Bob Schulmann and his younger sister, Faye Dorn, have been concerned about their childhood home where their mom still lives. They think it is unsafe for her to live alone, so they are talking about moving their mother into an assisted living facility. However, this brings another set of problems.
“My mom’s home is too costly to maintain; the best thing is to sell it, but my sister is against it,” says Schulmann. “She just can’t part with it, at least while mom’s alive.”
As we are in the middle of the summer real estate season, some families may be pondering the same difficult decision: Should we or shouldn’t we sell mom’s home? There are many factors to consider, including financial, legal and, probably the most difficult, emotional.
“It is fairly common for family members to be attached to the home in which they grew up or that their parent lived in for a long time.
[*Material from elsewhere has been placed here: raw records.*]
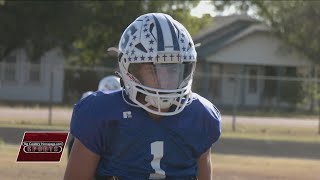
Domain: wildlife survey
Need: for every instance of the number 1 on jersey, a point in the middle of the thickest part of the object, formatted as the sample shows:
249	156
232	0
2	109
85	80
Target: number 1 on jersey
157	152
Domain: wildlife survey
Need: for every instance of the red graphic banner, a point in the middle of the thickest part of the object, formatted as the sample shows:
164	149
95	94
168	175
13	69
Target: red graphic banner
42	146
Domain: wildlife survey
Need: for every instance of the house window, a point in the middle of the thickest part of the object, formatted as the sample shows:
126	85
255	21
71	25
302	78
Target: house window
34	73
10	70
253	84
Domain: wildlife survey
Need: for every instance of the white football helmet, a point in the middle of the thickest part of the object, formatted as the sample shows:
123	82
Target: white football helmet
109	83
157	60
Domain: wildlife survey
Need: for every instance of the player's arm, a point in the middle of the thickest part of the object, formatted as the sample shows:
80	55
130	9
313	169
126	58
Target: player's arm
82	163
204	166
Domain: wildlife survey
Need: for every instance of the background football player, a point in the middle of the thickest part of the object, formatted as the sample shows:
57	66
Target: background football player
155	128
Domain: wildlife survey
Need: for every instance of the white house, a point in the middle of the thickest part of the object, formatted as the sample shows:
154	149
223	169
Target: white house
237	51
40	81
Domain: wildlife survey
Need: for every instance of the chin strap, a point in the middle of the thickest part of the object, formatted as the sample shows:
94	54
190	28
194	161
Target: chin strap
134	105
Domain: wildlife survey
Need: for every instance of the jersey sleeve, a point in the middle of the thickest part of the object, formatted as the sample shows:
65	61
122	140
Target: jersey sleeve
85	126
211	126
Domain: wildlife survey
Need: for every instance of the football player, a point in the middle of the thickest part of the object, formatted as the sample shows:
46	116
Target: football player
156	127
108	83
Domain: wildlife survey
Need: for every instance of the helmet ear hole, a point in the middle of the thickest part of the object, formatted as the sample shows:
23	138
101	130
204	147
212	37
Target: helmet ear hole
120	56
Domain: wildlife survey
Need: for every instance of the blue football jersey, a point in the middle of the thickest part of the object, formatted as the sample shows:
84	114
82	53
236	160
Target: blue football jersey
133	146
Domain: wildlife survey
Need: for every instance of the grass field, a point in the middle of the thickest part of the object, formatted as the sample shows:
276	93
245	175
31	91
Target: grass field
225	167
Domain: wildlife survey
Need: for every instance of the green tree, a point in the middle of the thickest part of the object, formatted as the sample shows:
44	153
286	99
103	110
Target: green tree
296	22
84	29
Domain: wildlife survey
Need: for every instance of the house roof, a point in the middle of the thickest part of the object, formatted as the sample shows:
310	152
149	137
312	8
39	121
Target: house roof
225	30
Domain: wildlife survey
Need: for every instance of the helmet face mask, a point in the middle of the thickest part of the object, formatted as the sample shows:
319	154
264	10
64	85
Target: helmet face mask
157	63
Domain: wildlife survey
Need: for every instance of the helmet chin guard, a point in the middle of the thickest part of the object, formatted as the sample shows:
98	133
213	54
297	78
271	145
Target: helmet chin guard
156	61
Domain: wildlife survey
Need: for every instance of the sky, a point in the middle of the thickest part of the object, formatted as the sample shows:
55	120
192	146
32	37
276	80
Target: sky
205	7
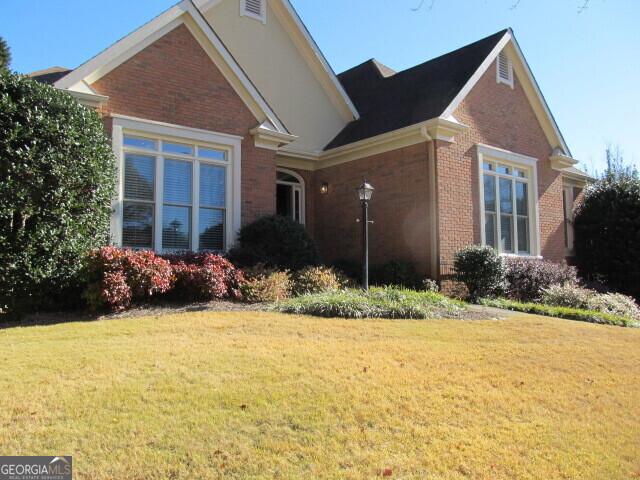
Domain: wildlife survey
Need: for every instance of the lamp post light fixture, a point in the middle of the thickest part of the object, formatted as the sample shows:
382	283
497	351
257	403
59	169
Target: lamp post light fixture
365	191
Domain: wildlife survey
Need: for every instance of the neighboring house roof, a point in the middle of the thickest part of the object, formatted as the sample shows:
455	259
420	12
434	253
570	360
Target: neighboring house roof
389	101
50	75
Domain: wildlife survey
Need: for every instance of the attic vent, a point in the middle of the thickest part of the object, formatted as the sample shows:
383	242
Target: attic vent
505	69
255	9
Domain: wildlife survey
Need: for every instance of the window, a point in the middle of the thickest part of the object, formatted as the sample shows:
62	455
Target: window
504	69
508	194
255	9
290	195
175	195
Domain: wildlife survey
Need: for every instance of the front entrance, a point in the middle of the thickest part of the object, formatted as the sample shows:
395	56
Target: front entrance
290	195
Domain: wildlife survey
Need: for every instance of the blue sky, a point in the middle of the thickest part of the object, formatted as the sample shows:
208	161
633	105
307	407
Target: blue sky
587	64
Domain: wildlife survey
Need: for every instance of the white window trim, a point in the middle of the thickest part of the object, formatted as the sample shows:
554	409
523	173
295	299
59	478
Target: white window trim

However, many times it is not financially feasible to keep the home once the parent is no longer living there,” says Linda Fodrini-Johnson, MA, MFT, CMC, founder and executive director of Eldercare Services and a past president of the National Association of Professional Geriatric Care Managers. Due to many families facing this same dilemma, she has created a helpful checklist for families to run through before they make a decision whether to keep or sell their parent’s home.
It might not be necessary to sell Mom’s home because it might not actually be necessary for her to move. If the list of options is exhausted, Fodrini-Johnson recommends other items to consider before selling the home.
“Was a reverse mortgage specialist consulted to see if the home’s value can cover the cost of assisted living care? A professional care manager is a great resource to bring in to help go through these and many other questions, as well as to help with the emotional side of it all,” says Fodrini-Johnson.
Additional items on the checklist to consider before selling your parents’ home include:
• Consider renting the entire house if mom does need to move.
• Is there a family member who could provide care in exchange for a place to live? If so, who will monitor this arrangement so there is no possible elder abuse?
• Have you consulted a professional about entitlements and/or community resources that assist elders in the home?
• If your family member or their spouse was a veteran who served during wartime, did you check for benefits?
• Would technology help lower cost, protect safety, and bring in help in an emergency?